REPUBLIKA.CO.ID, DEPOK - Guru Besar Hukum Internasional Universitas Indonesia (UI) Hikmahanto Juwana mengatakan, pemerintah harus bisa mengungkap siapa pemberi informasi bocoran kawat diplomatik dari Kedutaan Besar Amerika Serikat (AS) di Jakarta. "Pemerintah perlu membentuk tim investigasi independen untuk mengetahui pejabat yang memberi informasi kepada kedubes AS," kata Hikmahanto, di Depok, Selasa (15/3).

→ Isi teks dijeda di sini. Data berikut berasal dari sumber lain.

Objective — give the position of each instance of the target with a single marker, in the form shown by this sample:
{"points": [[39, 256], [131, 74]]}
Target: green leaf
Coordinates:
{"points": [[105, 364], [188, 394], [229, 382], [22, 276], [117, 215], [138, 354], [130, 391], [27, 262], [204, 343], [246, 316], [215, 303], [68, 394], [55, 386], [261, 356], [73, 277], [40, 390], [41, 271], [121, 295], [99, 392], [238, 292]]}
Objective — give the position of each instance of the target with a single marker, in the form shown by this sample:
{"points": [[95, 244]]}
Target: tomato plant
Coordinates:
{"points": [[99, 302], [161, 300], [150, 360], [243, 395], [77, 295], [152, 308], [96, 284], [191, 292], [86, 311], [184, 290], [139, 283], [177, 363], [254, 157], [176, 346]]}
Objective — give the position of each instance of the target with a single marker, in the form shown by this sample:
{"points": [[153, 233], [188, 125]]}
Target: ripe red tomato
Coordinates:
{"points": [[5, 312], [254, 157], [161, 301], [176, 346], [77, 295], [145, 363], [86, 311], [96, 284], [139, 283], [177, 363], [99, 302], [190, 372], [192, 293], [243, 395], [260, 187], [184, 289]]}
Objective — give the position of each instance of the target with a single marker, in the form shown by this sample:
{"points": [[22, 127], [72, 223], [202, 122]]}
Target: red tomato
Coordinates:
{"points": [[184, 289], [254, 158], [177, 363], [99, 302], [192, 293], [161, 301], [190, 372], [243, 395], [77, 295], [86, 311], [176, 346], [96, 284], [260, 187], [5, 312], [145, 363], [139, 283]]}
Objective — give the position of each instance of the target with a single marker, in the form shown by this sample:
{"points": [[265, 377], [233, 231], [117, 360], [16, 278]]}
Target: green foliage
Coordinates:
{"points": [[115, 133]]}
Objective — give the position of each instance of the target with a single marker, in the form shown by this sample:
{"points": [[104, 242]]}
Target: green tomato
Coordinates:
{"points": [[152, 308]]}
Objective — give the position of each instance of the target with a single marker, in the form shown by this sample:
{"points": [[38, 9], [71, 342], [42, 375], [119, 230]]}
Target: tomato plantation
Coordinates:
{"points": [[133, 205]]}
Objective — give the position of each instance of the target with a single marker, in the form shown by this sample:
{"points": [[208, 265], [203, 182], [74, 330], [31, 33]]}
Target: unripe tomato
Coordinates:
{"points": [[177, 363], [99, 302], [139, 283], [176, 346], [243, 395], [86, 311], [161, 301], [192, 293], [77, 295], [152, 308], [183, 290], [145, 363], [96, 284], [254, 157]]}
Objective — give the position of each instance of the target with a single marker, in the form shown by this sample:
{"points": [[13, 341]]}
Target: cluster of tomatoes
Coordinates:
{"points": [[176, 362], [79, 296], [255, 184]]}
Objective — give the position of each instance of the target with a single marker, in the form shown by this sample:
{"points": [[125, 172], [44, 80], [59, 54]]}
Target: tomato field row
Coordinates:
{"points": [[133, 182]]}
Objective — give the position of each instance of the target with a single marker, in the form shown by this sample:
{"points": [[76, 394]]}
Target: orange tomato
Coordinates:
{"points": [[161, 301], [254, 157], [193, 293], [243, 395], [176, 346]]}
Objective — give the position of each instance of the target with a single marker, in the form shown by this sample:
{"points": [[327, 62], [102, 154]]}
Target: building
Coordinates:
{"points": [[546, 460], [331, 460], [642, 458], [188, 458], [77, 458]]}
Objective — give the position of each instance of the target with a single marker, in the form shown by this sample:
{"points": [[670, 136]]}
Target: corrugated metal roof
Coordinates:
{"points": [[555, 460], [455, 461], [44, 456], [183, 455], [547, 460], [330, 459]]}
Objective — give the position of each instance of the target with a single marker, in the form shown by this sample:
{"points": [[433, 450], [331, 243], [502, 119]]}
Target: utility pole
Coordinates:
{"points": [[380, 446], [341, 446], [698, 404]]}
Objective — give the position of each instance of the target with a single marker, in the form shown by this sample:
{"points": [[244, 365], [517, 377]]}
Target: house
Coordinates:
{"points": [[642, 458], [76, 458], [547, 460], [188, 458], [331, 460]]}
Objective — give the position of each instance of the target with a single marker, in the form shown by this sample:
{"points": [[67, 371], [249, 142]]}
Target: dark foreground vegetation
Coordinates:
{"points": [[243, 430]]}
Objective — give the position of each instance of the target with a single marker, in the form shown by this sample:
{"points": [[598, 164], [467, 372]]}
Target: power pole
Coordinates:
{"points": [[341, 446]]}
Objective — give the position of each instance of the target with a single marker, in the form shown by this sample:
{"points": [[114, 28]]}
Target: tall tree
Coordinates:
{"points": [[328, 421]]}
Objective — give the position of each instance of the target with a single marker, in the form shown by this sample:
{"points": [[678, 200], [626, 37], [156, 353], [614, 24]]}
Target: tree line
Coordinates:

Sebelumnya, harian The Age dan Sydney Morning Herald (SMH) yang terbit pada 11 Maret menyebutkan Presiden Susilo Bambang Yudhoyono diduga terlibat kasus korupsi dan penyalahgunaan kekuasaan yang dikutip dari bocoran kawat diplomatik dari Kedubes AS di Jakarta oleh Wikileaks.
Pada Jumat (11/3), pemerintah Indonesia sudah mengajukan hak jawabnya dan keesokan harinya, Sabtu (12/3), harian The Age telah memuat hak jawab tersebut. Hikmahanto mengatakan dampak dari pemberitaan tersebut katanya mempunyai dimensi internasional dan dimensi nasional.
"Untuk dimensi internasional saya rasa sudah selesai dengan mengajukan hak jawab terhadap pemberitaan tersebut," katanya.
Sedangkan untuk dimensi nasional masih harus diselesaikan karena masyarakat Indonesia sangat sensitif dengan masalah korupsi. "Jangan sampai muncul ketidakpercayaan masyarakat terhadap pemerintah," ujarnya.
Ia menilai bahwa bocoran kawat diplomatik AS tersebut merupakan informasi yang masih sangat mentah, dan perlu didalami lebih lanjut agar dapat diketahui motifnya. Dikatakannya Wikileaks mempunyai sekitar 3.059 kawat diplomatik AS di Jakarta, yang sewaktu-waktu bisa dibocorkan kembali. Untuk itu kata dia para pejabat Indonesia dalam memberikan informasi dengan tujuan politis kepada diplomat asing harus diakhiri. "Mereka bisanya meminjam tangan negara lain untuk menyerang rival politiknya," jelasnya.